Shostack + Friends Blog Archive

 

Florida workers claim outsourced HR system reveals PII, lacks audit trail

The Tallahassee Democrat reports on an interesting disclosure instance: whistleblowers revealing allegedly shoddy data security practices at their former employer. The twist is that those doing the talking are not the folks whose jobs were outsourced, but former employees of the outsourcing firm.
From the article:

In an affidavit taken for a lawsuit by five state workers who say they were put at risk of identity theft, a former Convergys employee alleges that some People First workers playfully poked through personnel files of Bush, Attorney General Charlie Crist, Chief Financial Officer Tom Gallagher and DMS Secretary Tom Lewis, whose agency has been laboring with Convergys for two years to work out chronic kinks in People First. Another ex-employee signed an affidavit saying she was told by Convergys bosses not to let state employees know their information was at risk.

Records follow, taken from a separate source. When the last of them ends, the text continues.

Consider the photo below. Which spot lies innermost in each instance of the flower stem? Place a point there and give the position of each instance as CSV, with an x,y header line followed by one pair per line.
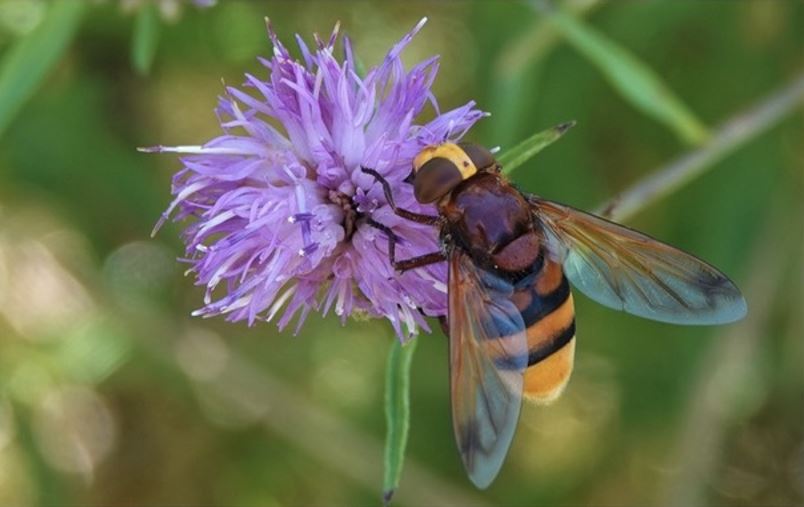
x,y
725,139
397,413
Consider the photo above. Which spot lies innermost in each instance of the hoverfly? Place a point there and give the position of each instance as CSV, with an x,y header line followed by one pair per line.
x,y
511,320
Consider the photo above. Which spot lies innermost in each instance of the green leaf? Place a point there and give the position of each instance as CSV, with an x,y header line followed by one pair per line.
x,y
633,79
28,62
145,39
525,150
397,413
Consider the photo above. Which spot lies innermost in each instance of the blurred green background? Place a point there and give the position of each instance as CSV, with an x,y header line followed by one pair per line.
x,y
110,394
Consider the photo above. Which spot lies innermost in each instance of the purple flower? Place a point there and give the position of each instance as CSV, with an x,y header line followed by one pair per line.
x,y
277,206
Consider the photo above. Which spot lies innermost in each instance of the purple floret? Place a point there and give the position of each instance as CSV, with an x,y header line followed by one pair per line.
x,y
276,207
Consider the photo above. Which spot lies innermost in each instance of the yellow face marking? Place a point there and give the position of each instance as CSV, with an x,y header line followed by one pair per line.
x,y
451,152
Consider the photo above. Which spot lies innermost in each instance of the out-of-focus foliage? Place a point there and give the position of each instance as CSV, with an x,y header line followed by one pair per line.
x,y
111,394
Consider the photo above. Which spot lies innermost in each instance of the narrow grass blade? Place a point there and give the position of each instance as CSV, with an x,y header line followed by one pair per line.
x,y
145,38
397,413
524,151
633,79
27,63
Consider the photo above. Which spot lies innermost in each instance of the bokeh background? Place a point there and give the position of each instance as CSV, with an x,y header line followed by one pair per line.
x,y
111,394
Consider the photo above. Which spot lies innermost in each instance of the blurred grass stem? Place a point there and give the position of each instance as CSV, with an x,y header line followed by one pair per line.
x,y
725,139
729,383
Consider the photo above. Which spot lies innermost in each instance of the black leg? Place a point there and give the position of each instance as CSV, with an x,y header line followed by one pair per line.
x,y
421,260
405,264
416,217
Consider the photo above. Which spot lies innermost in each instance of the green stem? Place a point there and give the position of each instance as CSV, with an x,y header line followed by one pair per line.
x,y
397,413
725,139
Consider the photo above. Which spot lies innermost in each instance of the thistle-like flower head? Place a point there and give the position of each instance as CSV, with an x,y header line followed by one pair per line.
x,y
277,207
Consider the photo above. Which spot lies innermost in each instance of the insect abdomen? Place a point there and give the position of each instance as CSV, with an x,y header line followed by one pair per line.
x,y
549,315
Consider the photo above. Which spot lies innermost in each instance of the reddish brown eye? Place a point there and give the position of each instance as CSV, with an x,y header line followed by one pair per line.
x,y
480,156
435,179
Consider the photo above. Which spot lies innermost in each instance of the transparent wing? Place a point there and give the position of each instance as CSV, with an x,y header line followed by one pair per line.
x,y
627,270
488,356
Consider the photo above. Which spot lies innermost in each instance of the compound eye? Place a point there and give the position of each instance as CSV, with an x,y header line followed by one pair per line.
x,y
480,156
437,177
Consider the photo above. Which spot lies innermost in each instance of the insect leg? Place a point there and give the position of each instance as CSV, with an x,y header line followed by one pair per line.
x,y
416,217
405,264
419,261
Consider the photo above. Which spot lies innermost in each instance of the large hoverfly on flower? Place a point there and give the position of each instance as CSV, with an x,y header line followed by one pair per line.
x,y
512,258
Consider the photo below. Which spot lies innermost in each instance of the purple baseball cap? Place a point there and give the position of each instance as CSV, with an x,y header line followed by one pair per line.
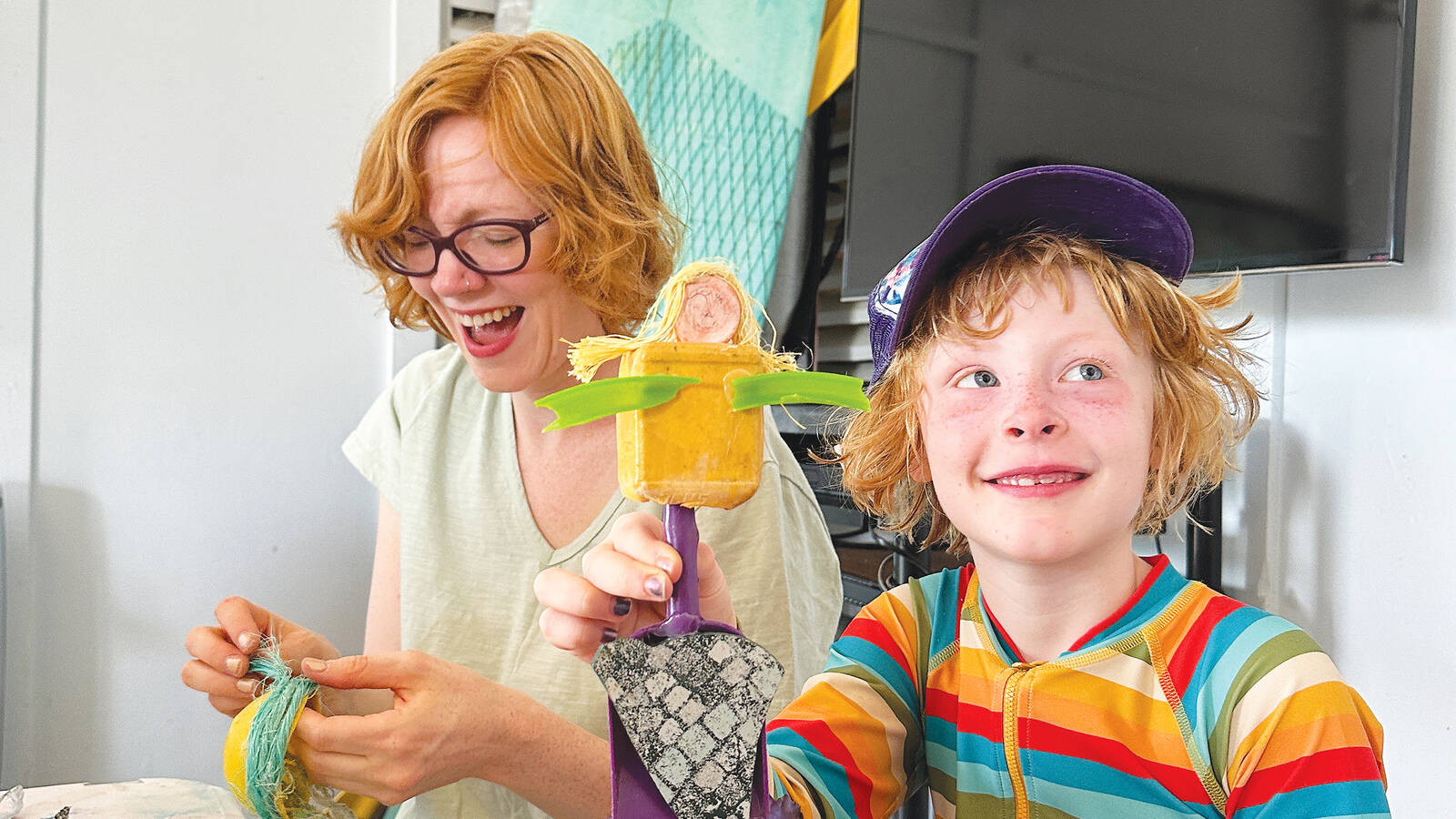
x,y
1120,213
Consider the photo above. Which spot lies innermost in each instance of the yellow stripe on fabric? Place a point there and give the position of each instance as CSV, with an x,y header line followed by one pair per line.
x,y
1145,724
793,784
1212,784
892,734
1273,693
1127,671
839,41
1257,666
1318,717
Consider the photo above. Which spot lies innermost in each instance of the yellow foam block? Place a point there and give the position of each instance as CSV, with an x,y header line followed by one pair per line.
x,y
693,450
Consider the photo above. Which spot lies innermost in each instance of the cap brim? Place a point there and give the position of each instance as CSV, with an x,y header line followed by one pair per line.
x,y
1123,215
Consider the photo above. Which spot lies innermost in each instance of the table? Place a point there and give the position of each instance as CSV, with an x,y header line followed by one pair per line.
x,y
138,799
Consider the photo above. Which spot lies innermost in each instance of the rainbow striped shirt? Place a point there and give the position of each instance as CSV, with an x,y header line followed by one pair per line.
x,y
1184,703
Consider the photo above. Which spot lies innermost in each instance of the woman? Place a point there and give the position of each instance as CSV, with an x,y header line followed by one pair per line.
x,y
507,201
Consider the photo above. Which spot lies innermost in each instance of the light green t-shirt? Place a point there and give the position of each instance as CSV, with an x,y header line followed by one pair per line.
x,y
441,450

If these claims are true, it’d hardly be a shock that a consultant-built system paid for with government money turned out to be lousy. Now that disclosure has garnered widespread acceptance, though, tales of how such systems get built are not confined to departure lounge banter among consultants, or the water-cooler grousing of the rank and file subjected to the resulting “deliverables”.
A separate article describes how a subcontractor of Convergsys has also been accused of shenanigans involving PII:

Despite assurances by Convergys that personal information on state employees is safely kept on computers in the United States, a once-secret lawsuit against a former subcontractor alleges that private data was sent to India, Barbados and possibly China.
[… Plaintiff attorney] Newcomer said GDXdata used overseas scanning and indexing services “to save money” without telling Convergys. The suit says Convergys had billed the state at least $32 million when the case was filed, for work the company and the state thought was done domestically.

Now it’s time for me to try out a new toy. Tip o’ the hat to Eric Rescorla, from whose blog I learned of Etymotic.